Work closely with development teams to design and implement resilient architectures that can withstand failures and recover quickly.
Coordinate the support of code release and go-live activities, ensuring smooth and reliable deployments.
Conduct post-release reviews to identify areas for improvement and ensure that lessons learned are applied to future releases.
Conduct regular performance tuning exercises to optimize system performance and ensure efficient resource utilization.
Perform capacity planning to anticipate future growth and ensure that the infrastructure can scale to meet demand.
Plan and execute disaster recovery exercises to validate the effectiveness of backup and recovery procedures.
Stay up-to-date with industry trends and best practices in SRE, cloud computing, and automation.
Continuously evaluate new tools and technologies to enhance the reliability, scalability, and efficiency of the platform.
Share knowledge and insights with the team and the broader organization to promote a culture of continuous improvement and innovation.
Requirements:
Bachelor's degree in Computer Science, Engineering, or a related field (or equivalent experience).
Strong communication and leadership skills, with the ability to work effectively in a collaborative team environment.
Proven experience as an SRE or in a similar role, with a focus on large distributed web platforms.
Strong expertise in Azure cloud services and infrastructure management.
Proficiency in Infrastructure as Code (IaC) tools such as AWS CloudFormation/CDK, Azure Bicep/ARM templates, Terraform, or similar.
Experience with container orchestration platforms like Azure Container Apps and Kubernetes.

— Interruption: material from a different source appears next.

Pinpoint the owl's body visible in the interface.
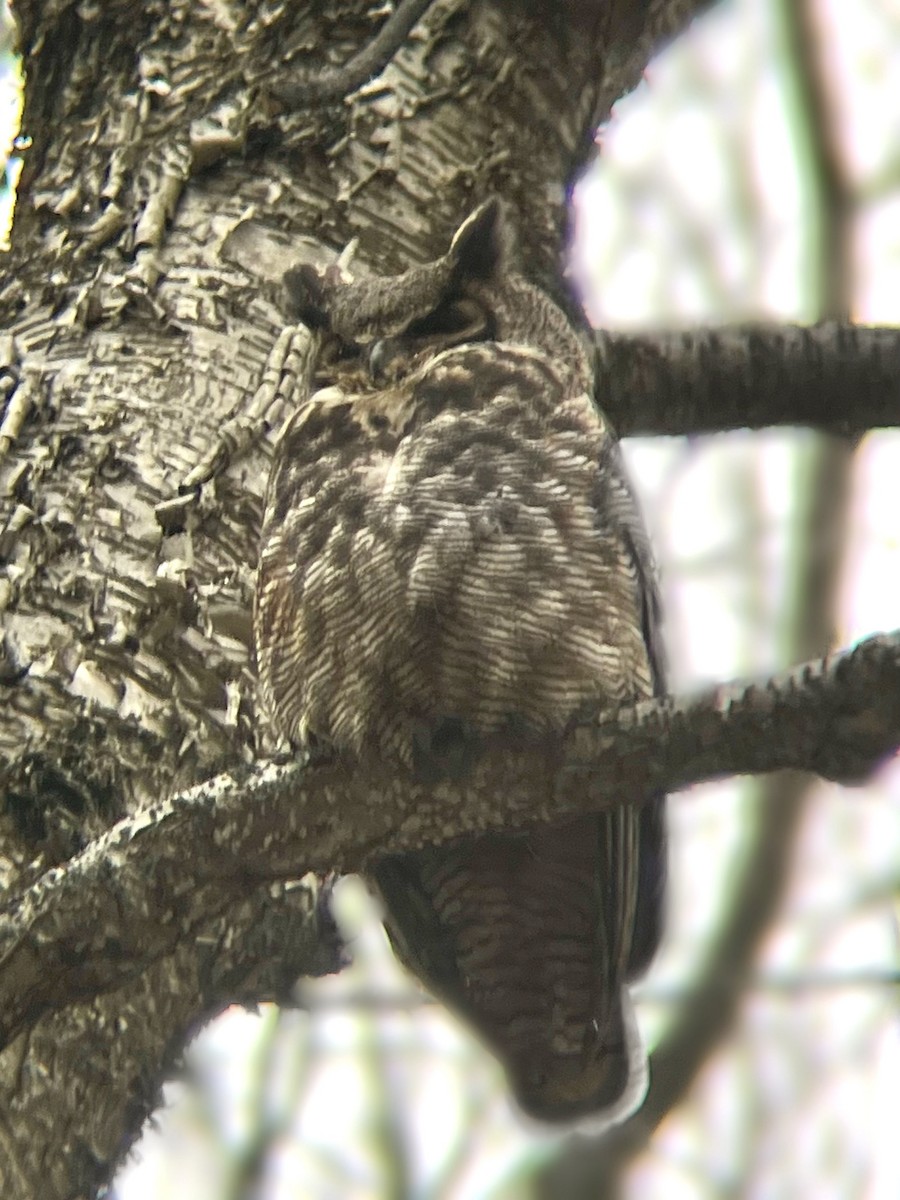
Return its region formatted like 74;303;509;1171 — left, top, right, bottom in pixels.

Familiarity with serverless computing frameworks such as Azure Functions or AWS Lambda.
Knowledge of Content Delivery Networks (CDNs) and their configuration and management.
Experience with heavy loaded SQL Server maintenance, performance monitoring and tuning
Experience with messaging and streaming platforms like Azure ServiceBus, Azure EventHub, Kafka
Strong scripting and automation skills using languages such as Python, Bash, or PowerShell.
Experience with monitoring and observability tools such as Azure Monitor, AWS CloudWatch, Prometheus, Grafana.
Excellent problem-solving skills and the ability to troubleshoot complex issues in a distributed environment.
Preferred Qualifications:
Experience with CI/CD pipelines and tools such as Jenkins, GitLab CI, or Azure DevOps.
Familiarity with .NET ecosystem and C# language.
Knowledge of security best practices and compliance requirements in cloud environments.
Familiarity with Agile and DevOps methodologies.